What’s happening now. The S&P 500 E-mini futures once again traded narrowly overnight, tracing a net sideways pattern. And once again the movement raised the question, has the rise that began on November 21 refersed, taking the S&P 500 in a new direction?
What does it mean? Elliott Wave Theory sees the rise as being wave A{-9} within an upward correction, wave 2{-8}. If wave rising A{-9} truly ended at the most recent peak in the rise, 6906 on December 5, then falling wave B{-9} has begun.
The ChatGPT AI’s estimate of whether the resistance levels and what answer they imply to the question.
“Overnight the S&P 500 futures are still coiling in a tight pre-FOMC box (~6859–6834), which keeps the central question alive: was 6906 (12/5) the end of Wave A{-9}, meaning Wave B{-9} has begun? As long as price fails to reclaim 6859 with follow-through, the simplest read is that B{-9} is already in progress as a corrective/consolidative phase. To weaken that call, bulls need acceptance above ~6885 (nearest resistance shelf) and then a return to 6905–6906; a clean breakout above 6906 would argue that the correction is ending and the larger upward structure is reasserting itself. Until then, this looks like ‘marking time’ into the 2:00 p.m. ET FOMC catalyst rather than a resolved trend.”

[S&P 500 E-mini futures at 3:30 p.m., 50-minute bars, with volume]
Waves Now Underway
These are the waves currently in progress under my principal analysis. Each line on the list shows the wave number, with the subscript in curly brackets, the traditional degree name, the starting date, the starting price of the S&P 500 E-mini futures, and the direction of the wave.
Most of the waves began not long ago, on October 8, 2025. See my essay posted on October 12, 2025, “The End of the Rise from 1932? Elliott Wave Theory Says ‘Yes’”, for a discussion of how that happened.
The difficult problem of estimating when a wave change should be accept as real rather than a headfake is addressed by the essay titled, “Is This Reversal Real?: How to Tell Without Being Whipsawed”.
- 1{+4} Supermillennium, (unknown start date or start price) {down}
- A hypothetical wave one degree higher than Supercyle, needed to make the wave analysis complete.
- S&P 500 Index:
- 1{+3} Supercycle, 10/8/2025, 6812.25 (down}
- 1{+2} Cycle, 10/8/2025, 6812.25 (down}
- 1{+1} Primary, 10/8/2025, 6812.25 (down}
- 1{0} Intermediate, 10/8/2025, 6812.25 (down}
- 1{-1} Minor, 10/8/2025, 6812.25 (down}
- 1{-2} Minute, 10/8/2025, 6812.25 (down}
- S&P 500 Futures
- 1{-3} Minuette 10/8/2025, 6812.25 (down}
- 1{-4} Subminutte 10/8/2025, 6812.25 (down}
- 1{-5} Micro, 10/8/2025, 6812.25 (down}
- 5{-6} Submicro, 10/29/2025, 6953.75 (down)
- 5{-7} Minuscule, 11/20/2025, 6791.25 (down)
- 2{-8} (none), 11/21/2025, 6525 (up)
- A{-9} (none), 11/21/2025, 6525 (up)
Reading the chart.
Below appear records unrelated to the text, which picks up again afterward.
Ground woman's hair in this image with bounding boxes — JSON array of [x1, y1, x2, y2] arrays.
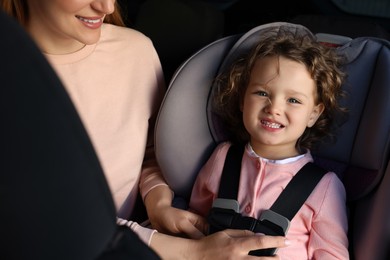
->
[[213, 26, 346, 150], [1, 0, 125, 26]]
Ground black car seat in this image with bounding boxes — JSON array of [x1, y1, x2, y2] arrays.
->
[[155, 23, 390, 260], [0, 12, 159, 260]]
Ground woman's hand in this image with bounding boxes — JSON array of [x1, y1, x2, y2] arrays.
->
[[150, 229, 289, 260], [149, 206, 208, 239], [145, 186, 208, 239]]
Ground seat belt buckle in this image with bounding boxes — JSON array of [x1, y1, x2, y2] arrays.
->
[[207, 198, 239, 234], [249, 209, 290, 256], [212, 198, 240, 213]]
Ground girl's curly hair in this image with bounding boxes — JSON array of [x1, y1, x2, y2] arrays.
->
[[213, 26, 347, 150]]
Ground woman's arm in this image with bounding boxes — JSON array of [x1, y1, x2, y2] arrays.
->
[[150, 230, 290, 260]]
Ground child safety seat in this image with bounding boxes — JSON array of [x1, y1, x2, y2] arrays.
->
[[155, 23, 390, 260]]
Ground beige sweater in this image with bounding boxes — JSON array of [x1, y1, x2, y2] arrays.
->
[[46, 24, 166, 245]]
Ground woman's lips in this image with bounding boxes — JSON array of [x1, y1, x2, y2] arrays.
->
[[76, 15, 103, 29]]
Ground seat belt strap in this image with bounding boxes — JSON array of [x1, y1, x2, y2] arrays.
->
[[270, 162, 327, 221], [218, 145, 245, 200], [218, 145, 327, 221]]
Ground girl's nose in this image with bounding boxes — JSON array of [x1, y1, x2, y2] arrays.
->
[[265, 98, 281, 115], [92, 0, 115, 14]]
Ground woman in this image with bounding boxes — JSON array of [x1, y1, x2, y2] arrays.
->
[[2, 0, 286, 259]]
Price movements — waves – – in Elliott Wave Theory analysis are labeled with numbers within trending waves and letters with corrective waves. The subscripts — numbers in curly brackets — designate the wave’s degree, which, in Elliott Wave analysis, means the relative position of a wave within the larger and smaller structures that make up the chart. R.N. Elliott, who in the 1930s developed the form of analysis that bears his name, viewed the chart as a complex structure of smaller waves nested within larger waves, which in turn are nested within still larger waves. In mathematics it’s called a fractal structure, where at every scale the pattern is similar to the others.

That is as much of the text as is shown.